For many people in the US, getting their own place on the current minimum wage is outright impossible. According to a report from the National Low Income Housing Coalition, there isn’t a single state in the country where people making the minimum wage can afford to rent a one-bedroom apartment at fair market prices while working full-time. Even taking into account states and cities with higher minimum wages, the average minimum-wage worker would need to work 79 hours a week to pay rent on a one-bedroom apartment and 97 hours for a two-bedroom.

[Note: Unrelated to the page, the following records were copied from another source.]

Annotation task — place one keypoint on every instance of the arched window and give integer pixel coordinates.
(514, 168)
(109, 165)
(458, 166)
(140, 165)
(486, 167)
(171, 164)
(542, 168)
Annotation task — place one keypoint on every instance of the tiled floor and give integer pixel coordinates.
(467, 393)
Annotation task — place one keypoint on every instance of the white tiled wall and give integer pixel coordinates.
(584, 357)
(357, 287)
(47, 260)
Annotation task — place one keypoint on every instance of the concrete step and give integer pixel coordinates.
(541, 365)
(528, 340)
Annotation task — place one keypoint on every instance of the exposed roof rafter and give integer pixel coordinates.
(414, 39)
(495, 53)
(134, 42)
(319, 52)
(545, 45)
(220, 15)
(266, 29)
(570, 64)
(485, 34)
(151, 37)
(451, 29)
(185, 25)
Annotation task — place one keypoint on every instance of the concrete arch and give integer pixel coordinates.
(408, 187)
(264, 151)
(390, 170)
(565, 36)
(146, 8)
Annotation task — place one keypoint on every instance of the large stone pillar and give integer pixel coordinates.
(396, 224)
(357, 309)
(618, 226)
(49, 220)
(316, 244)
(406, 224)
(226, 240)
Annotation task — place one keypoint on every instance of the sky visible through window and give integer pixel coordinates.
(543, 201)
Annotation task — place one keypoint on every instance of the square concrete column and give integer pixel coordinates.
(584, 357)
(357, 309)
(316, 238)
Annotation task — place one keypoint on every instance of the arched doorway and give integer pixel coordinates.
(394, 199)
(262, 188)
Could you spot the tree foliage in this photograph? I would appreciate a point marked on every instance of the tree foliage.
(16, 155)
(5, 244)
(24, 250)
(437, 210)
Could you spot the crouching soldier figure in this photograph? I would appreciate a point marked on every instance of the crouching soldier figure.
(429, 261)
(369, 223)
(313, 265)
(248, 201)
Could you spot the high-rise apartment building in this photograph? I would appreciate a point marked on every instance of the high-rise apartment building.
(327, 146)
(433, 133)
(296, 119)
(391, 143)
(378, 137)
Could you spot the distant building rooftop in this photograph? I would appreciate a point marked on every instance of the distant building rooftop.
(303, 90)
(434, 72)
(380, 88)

Sarah, a former library worker in Colorado, says she was “terrified” that she wouldn’t be able to keep a roof over her head when figuring out whether to separate from her husband, who had been the breadwinner in her family. She’s now divorced, but it’s been a big adjustment to her lifestyle. Until recently, she lived with a roommate on a street “that in my previous life was where all the one-step-away-from-homeless people lived.” She’s now moved to another part of the country to try to get a fresh start and has picked up some gig work to try to make more money.
“To me, the big visual is the refrigerator, and how much is in there, and my own daughter coming over and saying, ‘Oh, my goodness, you don’t have anything,’” she says. “There’s not really a lot for anything extra.”
James, a Papa John’s delivery driver in Florida, works the night shift so he can take care of his mother and grandmother, both of whom have health problems, during the day. This is his first job in the service industry, and it’s changed the way he thinks about the minimum wage — he didn’t realize how hard it was to get by on so little, or who low-wage workers really were.
“I went into this thinking that people that work for minimum wage in the service industry are, generally speaking, a kid in high school and a retired person looking for something to do in their free time, and that’s not the case,” he says. “I think there’s a misconception in this country about what being a minimum-wage or near-minimum-wage worker is.”
When talking about what wages they felt would be fairer, or how making more would change their lives, all the workers I spoke with said they’d of course like to make more money. But many of them also emphasized they didn’t want to come off as greedy — they didn’t want to seem like they had some sob story, or that they weren’t aware there weren’t others worse off than themselves. They just wanted to do, well, better for all of the work they were putting in.
“We don’t want to be poor, either,” Mayton, the Domino’s driver, said at the close of our conversation. “I don’t expect to be rich, I just expect to pay the heat bill.”